What causes the Ekman spiral?

The Ekman spiral, named after Swedish scientist Vagn Walfrid Ekman (1874-1954) who first theorized it in 1902, is a consequence of the Coriolis effect. … As a result, each successively deeper layer of water moves more slowly to the right or left, creating a spiral effect.

What is downwelling radiation?

Downwelling short-wave radiation at the surface has a component due to the direct solar beam, and a diffuse component scattered from atmospheric constituents and reflected from clouds. Upwelling short-wave radiation comes from reflection at the surface.

How are gyres formed?

An ocean gyre is a large system of circular ocean currents formed by global wind patterns and forces created by Earth’s rotation. The movement of the world’s major ocean gyres helps drive the “ocean conveyor belt.” The ocean conveyor belt circulates ocean water around the entire planet.

How many oceans do we have?

Historically, there are four named oceans: the Atlantic, Pacific, Indian, and Arctic. However, most countries – including the United States – now recognize the Southern (Antarctic) as the fifth ocean. The Pacific, Atlantic, and Indian are the most commonly known. The Southern Ocean is the ‘newest’ named ocean.

Does ocean water move?

Ocean water is constantly moving, and not only in the form of waves and tides. Ocean currents flow like vast rivers, sweeping along predictable paths. Some ocean currents flow at the surface; others flow deep within water. … Ocean currents are also critically important to sea life.

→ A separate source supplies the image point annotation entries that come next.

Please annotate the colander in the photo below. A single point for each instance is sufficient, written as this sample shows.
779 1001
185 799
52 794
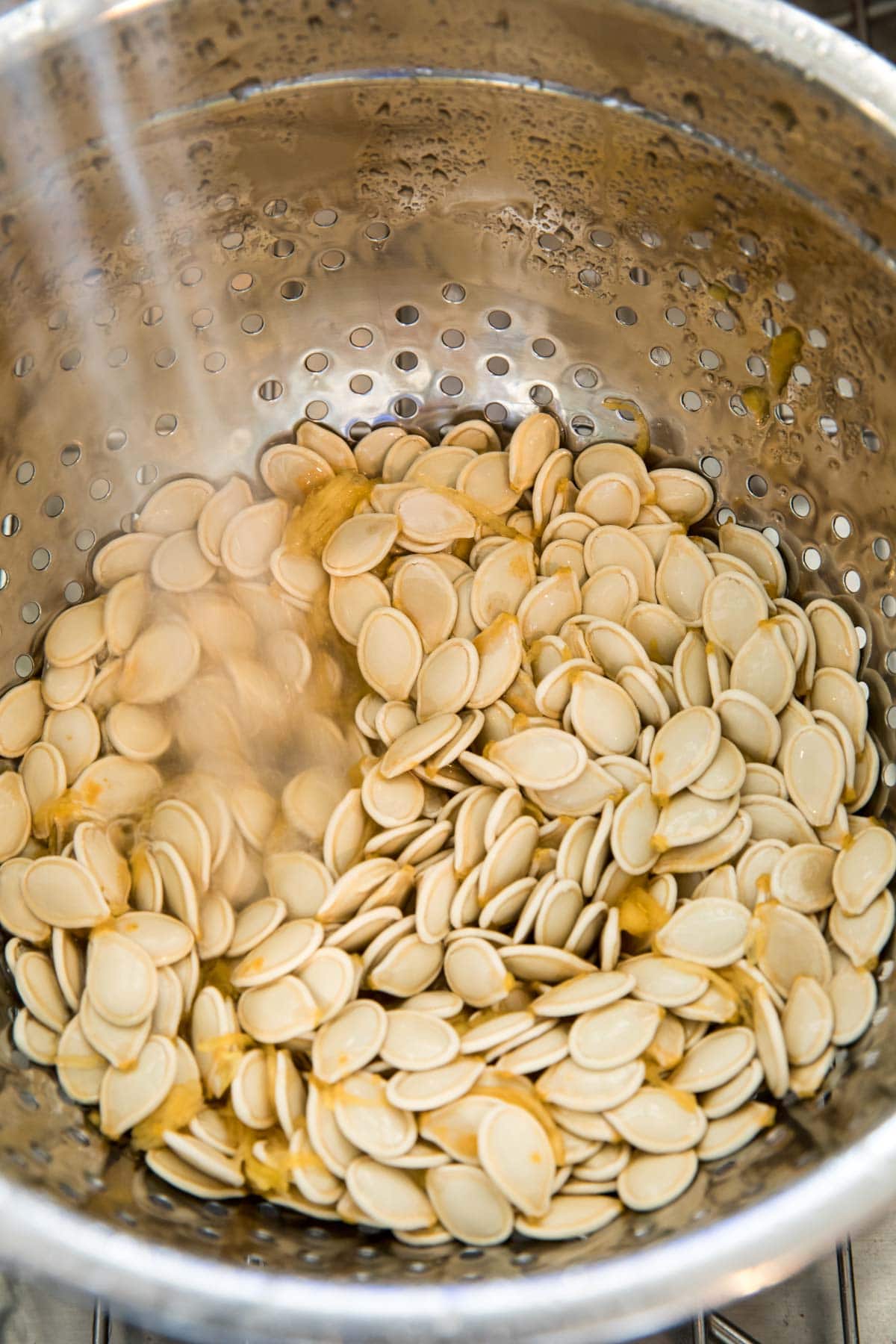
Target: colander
222 217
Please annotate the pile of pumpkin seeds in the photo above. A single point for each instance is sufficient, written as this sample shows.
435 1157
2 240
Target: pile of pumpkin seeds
449 840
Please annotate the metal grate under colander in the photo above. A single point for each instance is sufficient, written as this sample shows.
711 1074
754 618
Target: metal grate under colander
240 215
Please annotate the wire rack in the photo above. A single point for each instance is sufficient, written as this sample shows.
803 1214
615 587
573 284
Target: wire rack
872 22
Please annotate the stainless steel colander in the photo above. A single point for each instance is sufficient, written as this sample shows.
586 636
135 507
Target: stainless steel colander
220 218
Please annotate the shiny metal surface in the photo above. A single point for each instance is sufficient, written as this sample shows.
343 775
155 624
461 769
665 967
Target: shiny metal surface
801 1310
220 218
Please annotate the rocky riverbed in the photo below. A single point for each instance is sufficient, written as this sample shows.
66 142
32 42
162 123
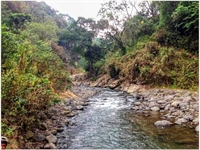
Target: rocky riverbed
56 118
176 106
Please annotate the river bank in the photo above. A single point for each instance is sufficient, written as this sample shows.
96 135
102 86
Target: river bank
176 106
56 118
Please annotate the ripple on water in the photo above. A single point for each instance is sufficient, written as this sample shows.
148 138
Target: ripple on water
109 123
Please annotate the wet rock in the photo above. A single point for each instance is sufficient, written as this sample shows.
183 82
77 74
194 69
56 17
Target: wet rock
169 97
184 106
162 123
29 145
167 107
196 120
135 108
54 132
188 117
51 138
186 141
196 107
47 146
172 110
161 101
42 115
39 137
136 95
66 112
59 129
72 114
151 104
29 134
187 99
177 113
53 110
79 107
137 103
180 121
197 129
155 108
44 125
47 133
175 103
52 146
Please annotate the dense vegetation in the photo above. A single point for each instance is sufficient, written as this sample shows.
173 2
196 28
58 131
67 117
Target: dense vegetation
158 46
32 68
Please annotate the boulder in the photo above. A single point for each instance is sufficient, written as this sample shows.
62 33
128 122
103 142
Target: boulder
155 108
169 97
187 99
188 117
180 121
175 103
137 103
29 134
51 138
39 137
151 104
196 120
167 107
161 101
197 129
162 123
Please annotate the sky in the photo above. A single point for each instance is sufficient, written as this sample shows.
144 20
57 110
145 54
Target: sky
77 8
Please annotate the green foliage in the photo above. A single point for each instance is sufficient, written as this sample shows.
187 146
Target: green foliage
43 30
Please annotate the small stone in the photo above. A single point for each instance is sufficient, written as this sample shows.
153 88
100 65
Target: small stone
175 103
197 129
66 112
79 108
44 125
52 146
54 132
39 137
155 108
169 97
187 99
196 120
72 114
59 129
29 134
42 115
151 104
162 123
161 101
196 107
137 103
180 121
29 145
51 138
188 117
167 107
47 146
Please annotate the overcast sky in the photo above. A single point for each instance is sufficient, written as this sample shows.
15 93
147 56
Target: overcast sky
77 8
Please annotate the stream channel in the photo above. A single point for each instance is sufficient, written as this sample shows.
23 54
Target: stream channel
108 122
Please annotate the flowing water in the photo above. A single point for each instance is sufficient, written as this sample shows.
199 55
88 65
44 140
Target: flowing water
109 123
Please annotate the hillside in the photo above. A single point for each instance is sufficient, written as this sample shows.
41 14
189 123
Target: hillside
41 48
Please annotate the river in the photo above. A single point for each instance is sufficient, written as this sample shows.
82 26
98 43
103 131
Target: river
108 122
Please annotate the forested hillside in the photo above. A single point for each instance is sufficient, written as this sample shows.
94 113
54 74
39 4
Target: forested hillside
157 46
33 67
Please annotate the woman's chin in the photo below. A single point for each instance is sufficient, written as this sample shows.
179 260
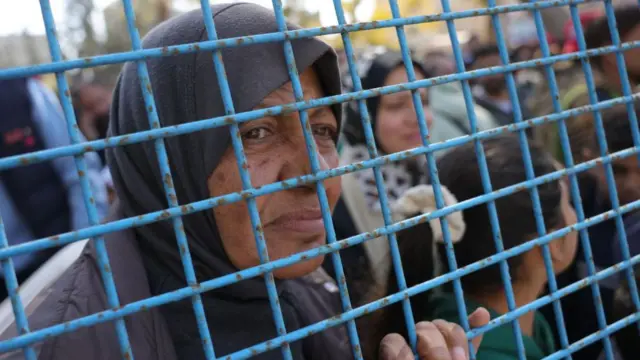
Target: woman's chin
300 269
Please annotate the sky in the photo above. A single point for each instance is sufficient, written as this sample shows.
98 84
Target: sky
18 16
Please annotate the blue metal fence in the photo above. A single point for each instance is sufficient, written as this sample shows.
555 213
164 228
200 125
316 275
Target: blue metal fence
27 338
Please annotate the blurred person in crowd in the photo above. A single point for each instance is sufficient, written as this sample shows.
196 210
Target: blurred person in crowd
395 127
567 74
448 105
439 63
491 91
91 102
221 241
579 308
45 198
626 339
605 72
473 241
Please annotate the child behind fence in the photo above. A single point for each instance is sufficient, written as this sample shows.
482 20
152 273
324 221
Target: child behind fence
474 241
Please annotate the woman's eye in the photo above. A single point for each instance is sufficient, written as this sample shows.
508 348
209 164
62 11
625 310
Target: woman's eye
324 131
257 133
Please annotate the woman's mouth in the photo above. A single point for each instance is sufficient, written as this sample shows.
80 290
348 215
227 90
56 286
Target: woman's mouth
304 221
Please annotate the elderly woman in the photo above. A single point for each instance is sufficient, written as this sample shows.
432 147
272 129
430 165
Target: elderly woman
146 260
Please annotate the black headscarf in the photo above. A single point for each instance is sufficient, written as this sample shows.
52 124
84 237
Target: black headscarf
186 89
398 176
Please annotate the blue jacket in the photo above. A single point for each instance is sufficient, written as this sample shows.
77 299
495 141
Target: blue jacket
49 118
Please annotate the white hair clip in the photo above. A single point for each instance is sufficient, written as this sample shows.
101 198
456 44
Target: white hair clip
421 199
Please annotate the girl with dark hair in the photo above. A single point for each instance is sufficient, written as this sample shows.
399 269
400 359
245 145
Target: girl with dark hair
459 172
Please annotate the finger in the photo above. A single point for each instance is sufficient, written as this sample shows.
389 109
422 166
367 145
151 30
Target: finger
431 342
394 347
477 319
456 339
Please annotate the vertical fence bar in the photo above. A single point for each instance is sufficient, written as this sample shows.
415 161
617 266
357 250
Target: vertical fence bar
529 172
633 124
236 140
170 194
431 163
81 167
602 143
320 190
562 128
22 325
486 184
380 185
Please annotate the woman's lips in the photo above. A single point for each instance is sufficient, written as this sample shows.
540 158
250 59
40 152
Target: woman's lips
305 221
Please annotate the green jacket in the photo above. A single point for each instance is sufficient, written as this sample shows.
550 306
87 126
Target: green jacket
499 343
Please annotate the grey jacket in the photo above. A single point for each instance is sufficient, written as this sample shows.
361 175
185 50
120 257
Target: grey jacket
80 292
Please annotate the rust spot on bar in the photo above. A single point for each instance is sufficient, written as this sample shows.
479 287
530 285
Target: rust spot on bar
123 140
168 181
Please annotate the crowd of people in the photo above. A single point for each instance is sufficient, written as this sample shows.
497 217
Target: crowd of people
45 199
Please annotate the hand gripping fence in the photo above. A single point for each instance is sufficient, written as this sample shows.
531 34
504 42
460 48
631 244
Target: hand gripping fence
27 338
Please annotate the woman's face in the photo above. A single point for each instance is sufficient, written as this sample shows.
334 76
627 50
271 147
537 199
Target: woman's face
397 123
276 151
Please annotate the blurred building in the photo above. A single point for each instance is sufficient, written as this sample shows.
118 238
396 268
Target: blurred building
23 49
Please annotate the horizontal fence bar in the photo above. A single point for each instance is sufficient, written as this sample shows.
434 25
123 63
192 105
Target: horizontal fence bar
146 54
69 237
146 304
187 128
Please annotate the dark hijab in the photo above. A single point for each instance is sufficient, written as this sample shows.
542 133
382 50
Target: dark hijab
186 89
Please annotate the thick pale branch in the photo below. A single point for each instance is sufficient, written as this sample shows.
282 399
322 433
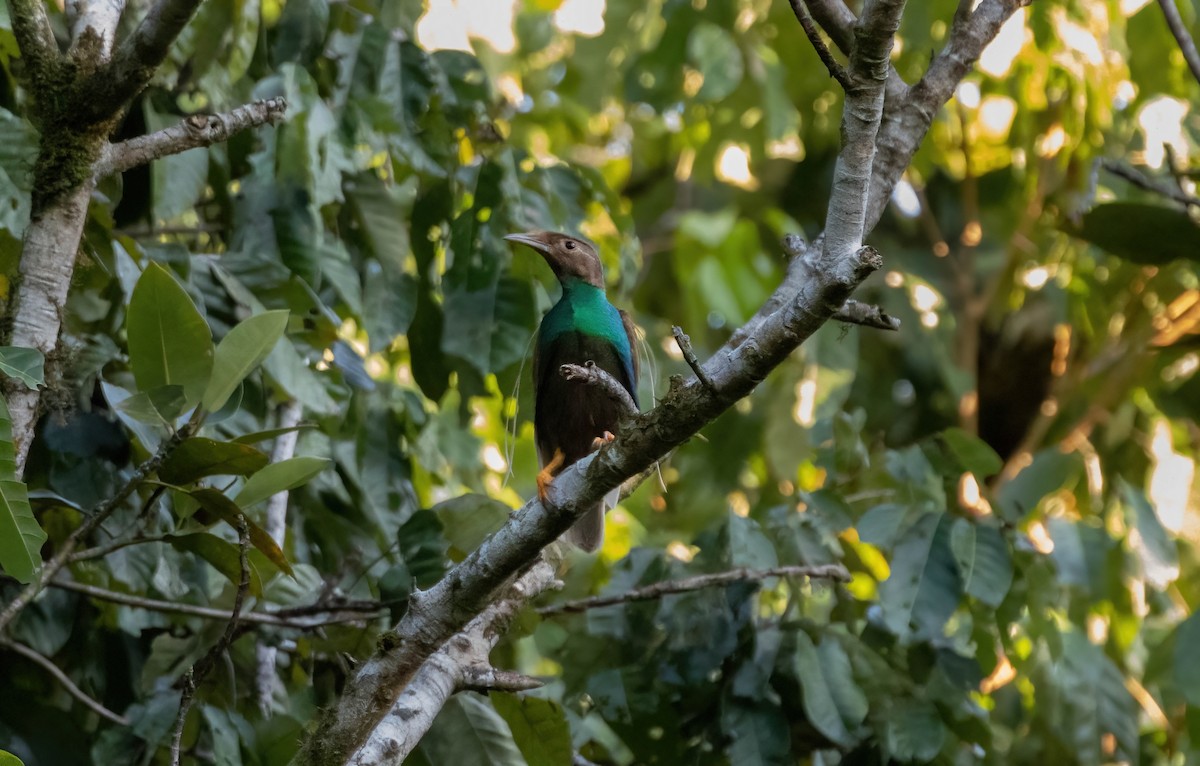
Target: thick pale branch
670 587
199 130
592 375
65 680
460 664
855 312
1188 46
94 30
35 37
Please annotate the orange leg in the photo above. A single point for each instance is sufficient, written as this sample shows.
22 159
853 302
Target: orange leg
547 473
600 441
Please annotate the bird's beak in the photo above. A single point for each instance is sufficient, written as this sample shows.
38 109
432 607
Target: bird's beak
529 240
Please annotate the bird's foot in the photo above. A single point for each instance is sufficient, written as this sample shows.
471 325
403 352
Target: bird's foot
600 441
549 472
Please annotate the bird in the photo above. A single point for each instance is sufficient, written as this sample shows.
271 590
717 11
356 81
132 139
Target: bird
571 419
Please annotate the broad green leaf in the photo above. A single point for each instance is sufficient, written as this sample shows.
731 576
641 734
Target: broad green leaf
226 509
1187 658
23 364
1143 233
169 341
539 728
198 458
715 55
240 352
221 554
270 434
982 556
279 477
469 731
913 731
922 591
972 453
757 734
1151 542
468 520
817 699
21 536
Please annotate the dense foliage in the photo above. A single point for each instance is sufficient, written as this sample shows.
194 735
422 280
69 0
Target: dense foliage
1009 478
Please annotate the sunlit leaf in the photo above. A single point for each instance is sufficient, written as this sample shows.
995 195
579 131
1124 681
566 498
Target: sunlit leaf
23 364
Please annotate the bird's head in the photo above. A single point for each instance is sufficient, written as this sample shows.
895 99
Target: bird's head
569 257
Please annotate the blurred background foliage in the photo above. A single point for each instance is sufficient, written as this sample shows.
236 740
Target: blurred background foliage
1011 478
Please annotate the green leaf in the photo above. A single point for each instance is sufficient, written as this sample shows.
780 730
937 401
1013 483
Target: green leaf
913 731
1143 233
972 453
1153 545
469 731
169 341
198 458
24 364
226 509
240 352
270 434
468 520
817 699
277 477
982 556
715 54
1187 658
539 728
21 536
922 591
221 554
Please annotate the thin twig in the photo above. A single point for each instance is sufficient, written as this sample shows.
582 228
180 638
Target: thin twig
1140 180
669 587
689 355
1180 30
348 611
196 131
591 375
196 674
61 677
837 70
97 516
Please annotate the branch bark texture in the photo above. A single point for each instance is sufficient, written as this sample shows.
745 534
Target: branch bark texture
877 147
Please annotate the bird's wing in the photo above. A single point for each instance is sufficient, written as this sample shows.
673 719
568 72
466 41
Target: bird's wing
631 333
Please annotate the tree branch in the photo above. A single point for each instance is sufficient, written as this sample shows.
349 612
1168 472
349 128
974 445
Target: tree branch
276 526
198 130
1139 179
94 30
202 668
65 680
1180 30
137 58
801 307
292 617
837 70
867 315
460 664
35 37
592 375
669 587
97 516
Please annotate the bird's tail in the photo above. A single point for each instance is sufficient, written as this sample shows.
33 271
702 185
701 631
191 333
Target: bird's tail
588 531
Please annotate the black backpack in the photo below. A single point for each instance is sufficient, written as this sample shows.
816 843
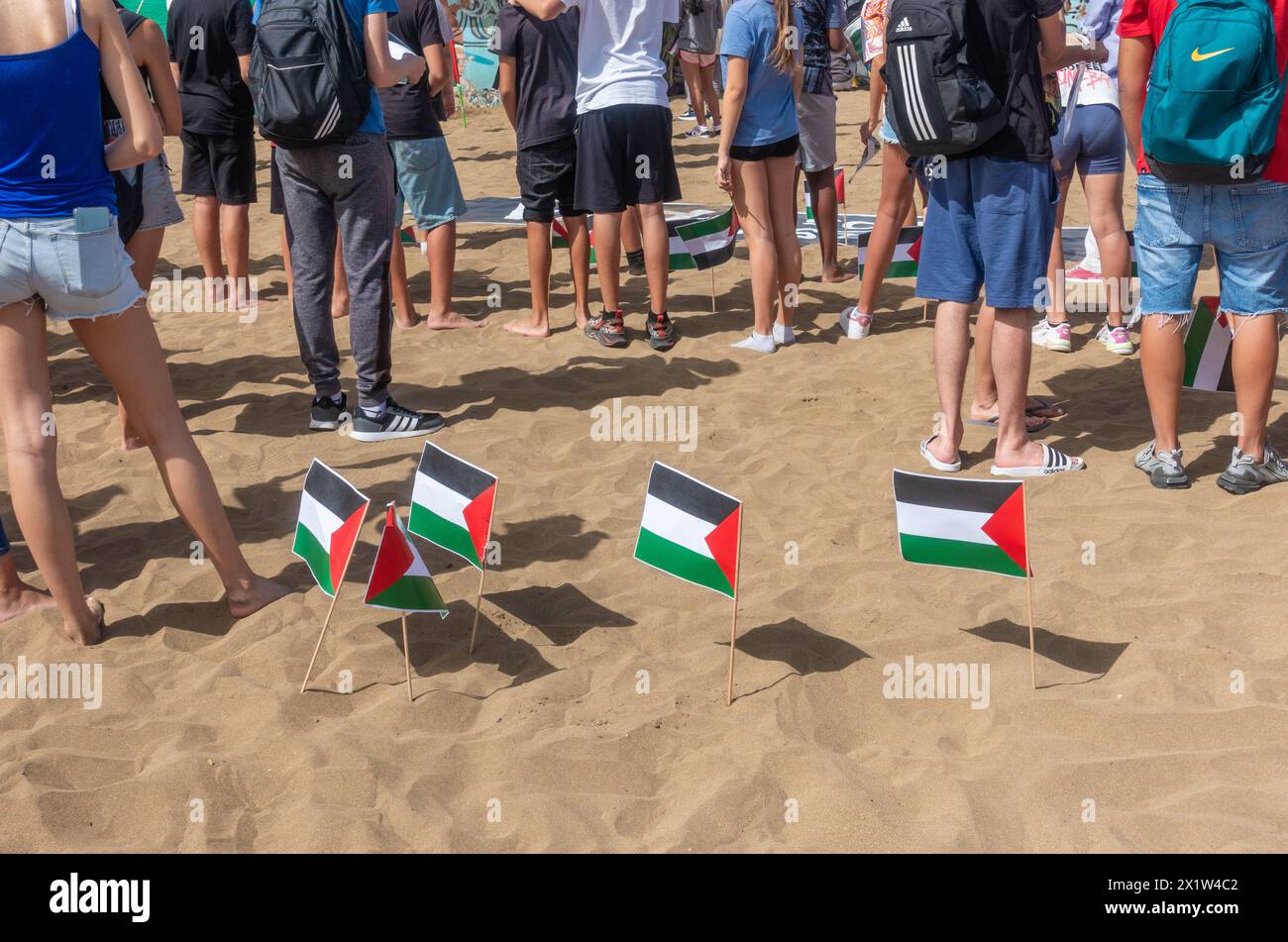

How is the ocean floor like a giant conveyor belt?

In sea-floor spreading, the sea floor spreads apart along both sides of a mid-ocean ridge as new crust is added. As a result, the ocean floors move like conveyor belts, carrying the continents along with them.

What would happen if the ocean conveyor belt stopped?

The ocean currents carry warmth from the tropics up to these places, which would no longer happen. If the currents were to stop completely, the average temperature of Europe would cool 5 to 10 degrees Celsius. There would also be impacts on fisheries and hurricanes in the region.